Sobota, 15 września 2012, 16:00

Felicjańska NIE GRZESZY INTELIGENCJĄ

prawda
fałsz
Felicjańska NIE GRZESZY INTELIGENCJĄ
foto: mwmedia.pl
Niedawno głośno było o nagiej sesji zdjęciowej, w której Ilona Felicjańska wystąpiła razem ze znanym polskim paparazzi, Przemysławem Stoppą. Celebrytka oburzona była faktem, że Stoppa sprzedał jej zdjęcia do tabloidów, choć świadomie decydując się na wypinanie tyłka do obiektywu paparazzi mogła się tego spodziewać.

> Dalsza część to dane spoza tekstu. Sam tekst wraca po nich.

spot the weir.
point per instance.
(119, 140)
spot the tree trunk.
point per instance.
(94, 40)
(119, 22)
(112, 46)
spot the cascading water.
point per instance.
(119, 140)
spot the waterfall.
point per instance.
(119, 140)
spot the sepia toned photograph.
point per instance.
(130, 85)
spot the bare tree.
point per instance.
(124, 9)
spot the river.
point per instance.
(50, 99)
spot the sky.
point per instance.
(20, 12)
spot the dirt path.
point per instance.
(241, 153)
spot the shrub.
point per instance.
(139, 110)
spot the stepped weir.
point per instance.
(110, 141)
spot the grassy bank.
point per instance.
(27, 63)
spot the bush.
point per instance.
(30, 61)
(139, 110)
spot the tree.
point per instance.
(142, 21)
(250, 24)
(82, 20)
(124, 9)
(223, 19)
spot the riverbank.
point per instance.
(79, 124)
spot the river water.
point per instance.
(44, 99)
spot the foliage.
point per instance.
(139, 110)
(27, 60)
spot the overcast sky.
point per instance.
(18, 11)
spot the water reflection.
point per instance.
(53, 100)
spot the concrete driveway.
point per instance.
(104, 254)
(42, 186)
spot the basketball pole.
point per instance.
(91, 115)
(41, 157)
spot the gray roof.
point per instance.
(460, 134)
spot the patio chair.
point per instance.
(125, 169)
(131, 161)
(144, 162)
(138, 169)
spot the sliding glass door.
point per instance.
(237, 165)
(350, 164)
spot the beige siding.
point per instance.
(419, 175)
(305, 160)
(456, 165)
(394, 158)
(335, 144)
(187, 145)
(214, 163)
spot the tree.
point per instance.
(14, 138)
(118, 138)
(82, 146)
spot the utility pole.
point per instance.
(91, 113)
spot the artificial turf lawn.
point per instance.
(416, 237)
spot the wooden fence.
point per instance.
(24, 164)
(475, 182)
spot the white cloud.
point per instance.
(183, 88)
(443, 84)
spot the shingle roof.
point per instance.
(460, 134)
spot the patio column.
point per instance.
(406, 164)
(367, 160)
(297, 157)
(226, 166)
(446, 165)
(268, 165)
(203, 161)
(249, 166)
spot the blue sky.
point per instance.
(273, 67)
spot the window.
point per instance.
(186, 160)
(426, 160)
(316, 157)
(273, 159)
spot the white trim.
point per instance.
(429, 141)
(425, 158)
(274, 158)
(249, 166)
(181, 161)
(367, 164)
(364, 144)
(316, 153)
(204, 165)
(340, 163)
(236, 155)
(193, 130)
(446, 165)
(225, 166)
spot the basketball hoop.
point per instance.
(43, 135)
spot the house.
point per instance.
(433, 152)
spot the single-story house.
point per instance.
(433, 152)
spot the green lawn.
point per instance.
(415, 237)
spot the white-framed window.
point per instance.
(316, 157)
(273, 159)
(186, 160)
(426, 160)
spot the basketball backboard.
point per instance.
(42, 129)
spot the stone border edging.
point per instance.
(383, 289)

Po publikacji zdjęć w Super Expressie była modelka zapowiedziała pozew przeciwko tabloidowi. Później ostro atakowała swojego "kolegę z sesji", nazywając go "ludzką kurwą". Twierdziła, że mu zaufała, a on ją perfidnie sprzedał i wystawił.

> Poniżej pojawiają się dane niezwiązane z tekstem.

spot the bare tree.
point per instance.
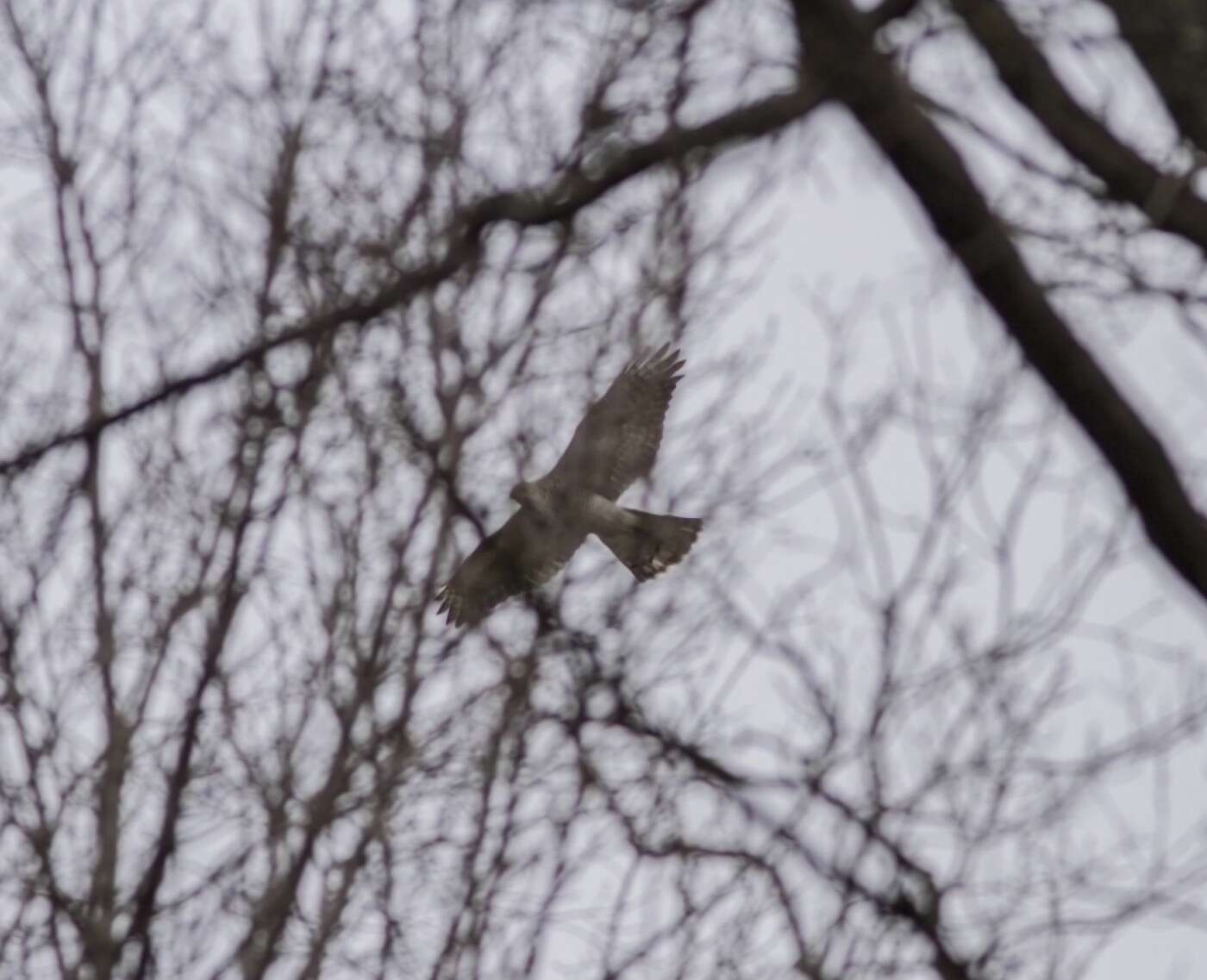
(296, 292)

Teraz głos w sprawie zabiera sam zainteresowany. W wywiadzie z tygodnikiem "Wprost" Stoppa twierdzi, że Felicjańska doskonale wykorzystała całą sytuację, aby się wypromować.

- Z mądrymi ludźmi można się dogadać zawsze. A ona inteligencją nie grzeszy, zresztą to widać po jej wypowiedzi. Na początku spanikowała: było tak pięknie, że dupa mięknie... Tymczasem ja mam wrażenie, że tylko dość mocno dmuchnąłem jej w żagle. A że ona sobie takiego gola walnęła? - mówi paparazzi.

Stoppa dodaje również, że Felicjańska nie ma żadnych skrupułów. Gdy tylko zorientowała się, że może całą tę sytuację pijarowsko wykorzystać - nie zawahała się ani chwili.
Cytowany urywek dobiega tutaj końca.